Why since 2019 have administrator salaries and benefits accounted for more than 47% of the cost per student increase while classroom instruction accounted for only 14%? Does it cost us more to educate our children because our administrators demand more compensation?
Why would the Board of Education and Administration spend $40,000 on a diversity, equity and inclusion consultant when that money would go a long way toward hiring an additional special education assistant who we recently learned was necessary due to an unexpected increase in special needs registration this fall? DEI certainly has merit, but not at the expense of maintaining a top-notch special education program.
Do we need 2 assistant superintendents with one making $206,000 a year and the other making $187,000 despite declining enrollment? Wasn’t Bernards a higher-ranking, higher-performing school district with about 15 percent more students in 2015 before we hired a second assistant superintendent?
Why do we have a vice principal for each year from grades 6 through 12, each earning an average of $140,000, which is about $8,000 more than the state median. Bernard’s employs 7 more vice principals than the number one school district in the state (Millburn) when they have 2 more schools than us?
Why are junior teaching positions the only ones at risk of being laid off as enrollment declines?
Why are we spending $1.2 million more a year than Millburn on trustee salaries DESPITE they have 2 more schools than us? Maybe that takes into account their ability to pay their teachers an average of 20,000 more than ours?
Why would the district hire a full-time HVAC technician for over $100,000 a year plus benefits? Without even seeing the numbers, I can tell you that this is an irresponsible financial decision in the long run. The long-term cost of this rental will reach into the millions over time. So rather than reintroducing Mandarin as a foreign language, a skill that would no doubt better prepare our students for the challenges they will face in the future, the board and administration have decided not to outsource HVAC repair work?
The current BOE should be held accountable for creating an overstaffed and overpaid administrative staff. It’s not about spending money or even the size of the budget; everyone knows that it takes a lot of money to maintain a stellar school system. It’s about whether the money is being spent wisely. Of course, the district must retain and maintain top-notch administration, just as any business must hire and retain top-notch managers to be successful. By reorganizing our spending, we can have more money for academics and the special needs of our children as well as for athletics, music, drama, the arts, and improving teacher compensation. There is an undeniable correlation between Bernards being the only district in the area with such a top-heavy management structure and the only district in the area where the girls’ softball team does not have a field.

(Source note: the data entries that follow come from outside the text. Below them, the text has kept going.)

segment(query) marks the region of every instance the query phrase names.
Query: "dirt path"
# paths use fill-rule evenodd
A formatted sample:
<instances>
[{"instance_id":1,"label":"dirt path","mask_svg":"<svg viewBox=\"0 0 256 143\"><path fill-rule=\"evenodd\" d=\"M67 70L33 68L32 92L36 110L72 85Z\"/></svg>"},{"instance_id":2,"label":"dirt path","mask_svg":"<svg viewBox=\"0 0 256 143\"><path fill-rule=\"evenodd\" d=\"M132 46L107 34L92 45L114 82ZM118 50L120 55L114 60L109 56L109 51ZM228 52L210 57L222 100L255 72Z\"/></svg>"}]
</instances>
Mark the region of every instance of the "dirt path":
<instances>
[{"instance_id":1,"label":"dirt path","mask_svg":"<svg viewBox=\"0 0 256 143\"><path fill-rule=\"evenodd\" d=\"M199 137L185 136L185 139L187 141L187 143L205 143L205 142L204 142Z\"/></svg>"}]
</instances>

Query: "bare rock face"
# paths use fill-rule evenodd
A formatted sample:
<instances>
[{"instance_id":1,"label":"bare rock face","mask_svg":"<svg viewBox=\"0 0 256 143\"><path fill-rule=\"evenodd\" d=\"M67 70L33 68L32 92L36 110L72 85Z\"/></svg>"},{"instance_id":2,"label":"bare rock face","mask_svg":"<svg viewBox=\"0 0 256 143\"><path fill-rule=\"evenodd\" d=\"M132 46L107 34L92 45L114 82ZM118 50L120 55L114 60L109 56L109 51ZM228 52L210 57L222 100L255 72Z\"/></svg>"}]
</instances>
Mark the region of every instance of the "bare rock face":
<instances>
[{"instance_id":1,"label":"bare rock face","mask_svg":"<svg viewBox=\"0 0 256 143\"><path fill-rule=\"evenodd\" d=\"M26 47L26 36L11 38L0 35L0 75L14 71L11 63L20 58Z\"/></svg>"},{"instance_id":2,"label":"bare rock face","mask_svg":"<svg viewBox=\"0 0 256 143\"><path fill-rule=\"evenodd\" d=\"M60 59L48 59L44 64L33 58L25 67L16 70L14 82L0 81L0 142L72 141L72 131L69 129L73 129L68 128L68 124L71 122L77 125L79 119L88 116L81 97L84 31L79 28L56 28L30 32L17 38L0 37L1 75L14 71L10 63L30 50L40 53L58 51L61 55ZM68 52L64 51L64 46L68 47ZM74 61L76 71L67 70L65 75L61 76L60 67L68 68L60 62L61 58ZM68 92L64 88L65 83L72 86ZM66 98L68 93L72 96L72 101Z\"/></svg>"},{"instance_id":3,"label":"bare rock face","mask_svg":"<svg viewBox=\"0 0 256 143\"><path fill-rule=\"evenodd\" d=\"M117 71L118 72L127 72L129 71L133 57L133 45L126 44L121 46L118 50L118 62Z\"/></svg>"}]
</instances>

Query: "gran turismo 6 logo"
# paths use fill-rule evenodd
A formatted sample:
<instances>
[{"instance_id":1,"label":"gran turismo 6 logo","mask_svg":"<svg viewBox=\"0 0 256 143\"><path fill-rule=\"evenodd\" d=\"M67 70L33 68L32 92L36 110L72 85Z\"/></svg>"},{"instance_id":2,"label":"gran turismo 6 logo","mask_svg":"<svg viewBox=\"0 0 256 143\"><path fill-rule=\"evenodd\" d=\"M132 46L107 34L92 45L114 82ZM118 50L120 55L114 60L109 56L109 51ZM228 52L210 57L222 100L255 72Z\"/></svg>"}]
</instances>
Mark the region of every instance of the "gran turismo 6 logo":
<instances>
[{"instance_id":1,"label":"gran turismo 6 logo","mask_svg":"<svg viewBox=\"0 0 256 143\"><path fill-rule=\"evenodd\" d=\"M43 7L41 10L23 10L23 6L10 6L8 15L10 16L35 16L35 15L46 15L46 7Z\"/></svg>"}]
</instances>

Services and facilities can certainly be improved with better allocation of resources. It’s not complicated, the school district is no different than any other $111,000,000 corporation. Every company has a corporate structure that includes a CEO (Markarian) who reports to a board of directors (the BOE) to which the CEO reports. It is always the job of the Board of Directors to hold management accountable and ensure that they act in the best interests of their shareholders (parents and students). Unfortunately, the current Board of Education has little to no real-world business acumen and, therefore, serves no more than a rubber stamp for administration. Unless this changes, Bernard Township will lose its greatest asset, the quality of its schools.